Phenotypes and personalized medicine in the acute respiratory distress syndrome

Abstract

Although the acute respiratory distress syndrome (ARDS) is well defined by the development of acute hypoxemia, bilateral infiltrates and non-cardiogenic pulmonary edema, ARDS is heterogeneous in terms of clinical risk factors, physiology of lung injury, microbiology, and biology, potentially explaining why pharmacologic therapies have been mostly unsuccessful in treating ARDS. Identifying phenotypes of ARDS and integrating this information into patient selection for clinical trials may increase the chance for efficacy with new treatments. In this review, we focus on classifying ARDS by the associated clinical disorders, physiological data, and radiographic imaging. We consider biologic phenotypes, including plasma protein biomarkers, gene expression, and common causative microbiologic pathogens. We will also discuss the issue of focusing clinical trials on the patient's phase of lung injury, including prevention, administration of therapy during early acute lung injury, and treatment of established ARDS. A more in depth understanding of the interplay of these variables in ARDS should provide more success in designing and conducting clinical trials and achieving the goal of personalized medicine.
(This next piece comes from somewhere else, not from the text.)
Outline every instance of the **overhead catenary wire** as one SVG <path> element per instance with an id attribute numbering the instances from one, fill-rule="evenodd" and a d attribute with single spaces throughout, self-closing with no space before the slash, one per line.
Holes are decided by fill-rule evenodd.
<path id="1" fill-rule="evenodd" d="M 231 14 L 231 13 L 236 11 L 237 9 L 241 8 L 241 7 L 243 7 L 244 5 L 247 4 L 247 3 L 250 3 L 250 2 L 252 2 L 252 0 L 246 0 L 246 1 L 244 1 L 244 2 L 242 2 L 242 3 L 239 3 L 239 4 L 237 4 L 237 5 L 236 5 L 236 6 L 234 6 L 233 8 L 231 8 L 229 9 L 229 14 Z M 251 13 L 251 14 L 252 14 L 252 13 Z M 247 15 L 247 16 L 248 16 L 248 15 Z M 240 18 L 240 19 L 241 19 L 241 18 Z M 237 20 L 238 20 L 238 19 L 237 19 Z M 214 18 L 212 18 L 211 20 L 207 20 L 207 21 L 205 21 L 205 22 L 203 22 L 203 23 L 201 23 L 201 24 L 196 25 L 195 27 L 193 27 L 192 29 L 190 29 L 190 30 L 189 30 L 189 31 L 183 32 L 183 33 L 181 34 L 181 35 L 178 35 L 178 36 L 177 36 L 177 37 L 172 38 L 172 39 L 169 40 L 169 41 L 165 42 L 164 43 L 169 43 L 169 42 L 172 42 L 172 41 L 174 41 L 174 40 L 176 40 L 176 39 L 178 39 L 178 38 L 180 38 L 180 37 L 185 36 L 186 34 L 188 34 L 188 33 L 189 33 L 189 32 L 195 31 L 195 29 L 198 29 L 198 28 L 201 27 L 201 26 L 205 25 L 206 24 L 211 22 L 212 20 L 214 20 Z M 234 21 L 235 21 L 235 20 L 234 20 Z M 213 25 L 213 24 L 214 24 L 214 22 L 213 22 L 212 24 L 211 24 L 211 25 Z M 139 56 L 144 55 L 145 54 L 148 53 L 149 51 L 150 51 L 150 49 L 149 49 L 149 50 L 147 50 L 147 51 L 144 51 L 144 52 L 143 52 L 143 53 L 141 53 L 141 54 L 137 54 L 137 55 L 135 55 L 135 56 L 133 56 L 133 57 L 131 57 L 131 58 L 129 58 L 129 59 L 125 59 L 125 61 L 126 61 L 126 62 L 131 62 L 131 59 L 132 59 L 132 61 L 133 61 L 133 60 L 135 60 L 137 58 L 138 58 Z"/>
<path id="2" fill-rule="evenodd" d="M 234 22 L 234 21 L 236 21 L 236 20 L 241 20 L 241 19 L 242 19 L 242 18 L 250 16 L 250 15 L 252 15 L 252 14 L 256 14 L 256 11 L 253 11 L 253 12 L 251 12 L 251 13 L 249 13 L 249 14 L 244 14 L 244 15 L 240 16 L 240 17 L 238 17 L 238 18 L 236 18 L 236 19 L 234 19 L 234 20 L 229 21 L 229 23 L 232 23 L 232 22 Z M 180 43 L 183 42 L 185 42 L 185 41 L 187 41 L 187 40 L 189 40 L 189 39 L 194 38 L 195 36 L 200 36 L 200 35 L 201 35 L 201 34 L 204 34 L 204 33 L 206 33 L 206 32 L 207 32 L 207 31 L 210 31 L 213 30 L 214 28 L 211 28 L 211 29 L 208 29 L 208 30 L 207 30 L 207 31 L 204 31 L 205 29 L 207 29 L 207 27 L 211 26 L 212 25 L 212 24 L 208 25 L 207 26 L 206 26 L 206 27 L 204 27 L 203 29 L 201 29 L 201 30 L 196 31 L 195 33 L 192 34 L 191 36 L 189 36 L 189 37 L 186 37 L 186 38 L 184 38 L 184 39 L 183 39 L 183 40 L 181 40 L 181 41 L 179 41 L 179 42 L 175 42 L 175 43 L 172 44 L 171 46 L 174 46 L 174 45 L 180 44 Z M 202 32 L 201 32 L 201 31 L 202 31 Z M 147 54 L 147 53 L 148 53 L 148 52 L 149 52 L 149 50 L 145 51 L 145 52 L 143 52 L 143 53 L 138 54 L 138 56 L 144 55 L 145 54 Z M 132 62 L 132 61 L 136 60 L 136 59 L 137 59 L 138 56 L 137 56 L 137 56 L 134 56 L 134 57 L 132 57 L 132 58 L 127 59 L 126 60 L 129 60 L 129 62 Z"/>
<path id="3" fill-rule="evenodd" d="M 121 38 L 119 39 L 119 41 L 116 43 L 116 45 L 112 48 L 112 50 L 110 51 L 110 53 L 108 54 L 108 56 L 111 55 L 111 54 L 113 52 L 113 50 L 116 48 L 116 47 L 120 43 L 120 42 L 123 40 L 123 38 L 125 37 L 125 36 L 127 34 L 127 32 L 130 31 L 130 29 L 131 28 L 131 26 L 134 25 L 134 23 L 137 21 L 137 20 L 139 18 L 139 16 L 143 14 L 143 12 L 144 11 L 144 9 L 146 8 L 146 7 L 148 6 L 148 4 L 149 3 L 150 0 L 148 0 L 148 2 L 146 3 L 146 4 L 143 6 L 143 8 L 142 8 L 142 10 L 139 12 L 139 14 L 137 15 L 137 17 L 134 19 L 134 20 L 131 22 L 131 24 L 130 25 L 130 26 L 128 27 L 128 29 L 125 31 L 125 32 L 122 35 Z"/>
Keywords: Acute lung injury; Acute respiratory distress syndrome; COVID-19; Phenotype; Precision medicine; Pulmonary edema; Sepsis.

Fig. 1

Some recognized etiologies of ARDS. Circle size represents approximate relative frequency, although we do not have enough information regarding frequency for this figure to be an accurate estimate for COVID-19 viral pneumonia. Clinical disorders associated with ARDS include drug-induced ARDS and ARDS following major surgical procedures such as cardiopulmonary bypass

Fig. 2

Kaplan–Meier survival curve censored at day 28 in HARP-2 stratified by phenotypes assigned using a 3-variable ancillary parsimonious model (interleukin-6, soluble tumour necrosis factor receptor-1, and vasopressor-use) and treatment (simvastatin or placebo). The variables selected in the parsimonious model were dictated by the availability of data. This figure was previously published in Lancet Respir Med [85]. Published with permission

Fig. 3

Differences in peripheral leukocyte gene expression have been used to identify ARDS subphenotypes. The plasma and alveoli represent distinct compartments, as direct comparison of peripheral monocytes and alveolar macrophages has also shown profound differences in gene expression

Fig. 4

Timeline of recent therapies investigated in clinical trials for lung injury prevention, early acute lung injury, and ARDS. The role of Acetaminophen and Vitamin C will be studied in the future. A phase 2b trial reported that the use of aspirin did not reduce the risk of ARDS. A phase 3 trial showed no mortality benefit of early vitamin D3 supplementation among critically ill, vitamin D-deficient patients. An ongoing phase 3 clinical trial is testing the impact of a restrictive fluids strategy (early vasopressors followed by rescue fluids) as compared to a liberal fluid strategy (early fluids followed by rescue vasopressors) in patients with sepsis-induced hypotension on 28-day mortality. High-flow nasal oxygen reduced the rate of intubation and reduced mortality in acutely hypoxemic patients. A phase 2a randomized trial demonstrated the safety and feasibility of early administration of a combination of an inhaled corticosteroid and beta agonist in patients at high risk of ARDS, and there is a larger phase 2b trial ongoing. In a clinical trial of 1006 patients with PaO₂/FiO₂ < 150 mm Hg and PEEP ≥ 8 cm of H₂O, neuromuscular blockade did not result in a significant difference in 90-day mortality. A phase 2b trial of 167 patients showed that high dose Vitamin C in sepsis-induced ARDS was associated with a significant reduction in SOFA score and 28-day mortality, as well as an increase in ICU-free days and hospital-free days.